Current challenges for SpainUDP include the start-up of further actions for data sharing through the establishment of collaborations with other gene discovery-focused groups and the validation of variants of unknown significance through functional assays that demonstrate their pathogenicity. Thus, some pathogenic variants are being evaluated using cultured cells and animal models for functional assays that allow characterizing their mechanisms of pathogenicity. In this regard, currently, collaborations with some researchers are being established to accomplish these types of experimental studies.

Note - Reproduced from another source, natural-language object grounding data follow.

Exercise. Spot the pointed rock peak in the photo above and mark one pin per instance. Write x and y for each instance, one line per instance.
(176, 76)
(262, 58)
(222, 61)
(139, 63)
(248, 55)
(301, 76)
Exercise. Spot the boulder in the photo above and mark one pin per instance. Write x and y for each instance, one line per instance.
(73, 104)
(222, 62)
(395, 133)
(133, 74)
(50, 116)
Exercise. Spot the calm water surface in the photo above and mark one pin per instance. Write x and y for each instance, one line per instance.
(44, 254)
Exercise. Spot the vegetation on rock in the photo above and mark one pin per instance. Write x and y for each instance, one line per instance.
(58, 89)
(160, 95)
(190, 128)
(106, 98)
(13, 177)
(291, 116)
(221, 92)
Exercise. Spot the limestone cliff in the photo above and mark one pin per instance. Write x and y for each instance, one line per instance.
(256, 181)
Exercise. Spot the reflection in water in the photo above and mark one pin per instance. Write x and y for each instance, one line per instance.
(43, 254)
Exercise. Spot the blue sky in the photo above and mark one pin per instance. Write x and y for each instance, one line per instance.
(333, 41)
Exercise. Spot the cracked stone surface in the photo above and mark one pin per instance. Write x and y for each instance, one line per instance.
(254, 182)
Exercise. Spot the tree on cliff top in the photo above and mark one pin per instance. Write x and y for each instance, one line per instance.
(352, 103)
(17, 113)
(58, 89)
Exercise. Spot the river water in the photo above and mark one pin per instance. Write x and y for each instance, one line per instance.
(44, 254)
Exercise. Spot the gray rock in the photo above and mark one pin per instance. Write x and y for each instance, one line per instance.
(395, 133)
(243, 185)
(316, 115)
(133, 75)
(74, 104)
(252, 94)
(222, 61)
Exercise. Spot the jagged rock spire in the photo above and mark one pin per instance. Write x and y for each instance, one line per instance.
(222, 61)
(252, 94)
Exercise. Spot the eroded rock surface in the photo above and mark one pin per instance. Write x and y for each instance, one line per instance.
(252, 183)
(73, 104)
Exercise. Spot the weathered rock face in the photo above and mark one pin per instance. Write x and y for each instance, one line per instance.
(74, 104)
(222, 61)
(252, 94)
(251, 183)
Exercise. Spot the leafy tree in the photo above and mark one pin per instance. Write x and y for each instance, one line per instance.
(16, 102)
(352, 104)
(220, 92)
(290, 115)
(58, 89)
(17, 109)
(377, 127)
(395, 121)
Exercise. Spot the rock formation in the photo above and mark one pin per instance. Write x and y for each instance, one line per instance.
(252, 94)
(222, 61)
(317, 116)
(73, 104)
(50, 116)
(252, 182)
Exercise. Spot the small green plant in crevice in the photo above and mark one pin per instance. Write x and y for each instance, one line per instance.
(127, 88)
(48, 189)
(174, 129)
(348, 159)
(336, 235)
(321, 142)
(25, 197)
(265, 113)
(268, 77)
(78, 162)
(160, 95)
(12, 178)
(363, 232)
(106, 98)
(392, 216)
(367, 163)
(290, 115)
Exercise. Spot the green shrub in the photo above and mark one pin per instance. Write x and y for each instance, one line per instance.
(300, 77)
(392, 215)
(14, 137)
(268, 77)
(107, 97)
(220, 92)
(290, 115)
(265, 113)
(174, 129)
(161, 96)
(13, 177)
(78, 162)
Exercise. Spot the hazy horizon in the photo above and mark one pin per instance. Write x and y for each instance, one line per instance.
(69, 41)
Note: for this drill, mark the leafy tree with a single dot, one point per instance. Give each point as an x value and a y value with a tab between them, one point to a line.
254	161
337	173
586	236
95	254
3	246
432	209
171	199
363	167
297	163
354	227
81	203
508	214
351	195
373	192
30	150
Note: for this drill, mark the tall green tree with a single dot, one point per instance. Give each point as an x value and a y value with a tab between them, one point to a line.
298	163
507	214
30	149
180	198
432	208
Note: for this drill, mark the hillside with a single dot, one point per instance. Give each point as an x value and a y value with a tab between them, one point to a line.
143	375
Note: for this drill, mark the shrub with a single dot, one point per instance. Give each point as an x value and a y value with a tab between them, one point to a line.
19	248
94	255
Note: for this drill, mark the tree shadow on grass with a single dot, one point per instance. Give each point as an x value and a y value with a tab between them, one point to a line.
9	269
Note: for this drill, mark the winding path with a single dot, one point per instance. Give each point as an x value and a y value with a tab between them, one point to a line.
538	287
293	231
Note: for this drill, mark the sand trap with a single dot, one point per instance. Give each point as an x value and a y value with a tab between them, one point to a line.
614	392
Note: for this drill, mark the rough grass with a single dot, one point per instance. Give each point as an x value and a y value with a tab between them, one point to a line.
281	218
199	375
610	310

In addition to other European projects and strategies, Solve-RD and UDNI might be relevant tools to achieve these goals, since both initiatives pursue an integrated “beyond the exome” approach consisting of the use of sophisticated combined omics approaches.

5. Conclusions

In summary, the recognition of difficulty for diagnosis by the rare diseases’ community has triggered the emergence of special programs to investigate patients with undiagnosed disorders worldwide, such as SpainUDP. It aims to make appropriate diagnoses in rare diseases patients who still do not have a confirmed diagnosis, usually after a long time. At the same time, this multidisciplinary program, linked to a rare diseases research institute, aims to foster the discovery of new diseases through a translational approach. We also would like to emphasize the involvement of patients and their families with the diagnostic process carried out in SpainUDP, which has resulted in an extraordinary collaboration on their part, perhaps due to finding in this strategy a different approach to their “diagnostic odyssey”.

This article describes SpainUDP and synthesizes the first results obtained in its initial 2 years and how the collaboration with the UDNI and other international initiatives will open some hope for those patients who are still without a diagnosis. It also highlights the challenges and limitations in this long way for sharing experiences among rare diseases researchers.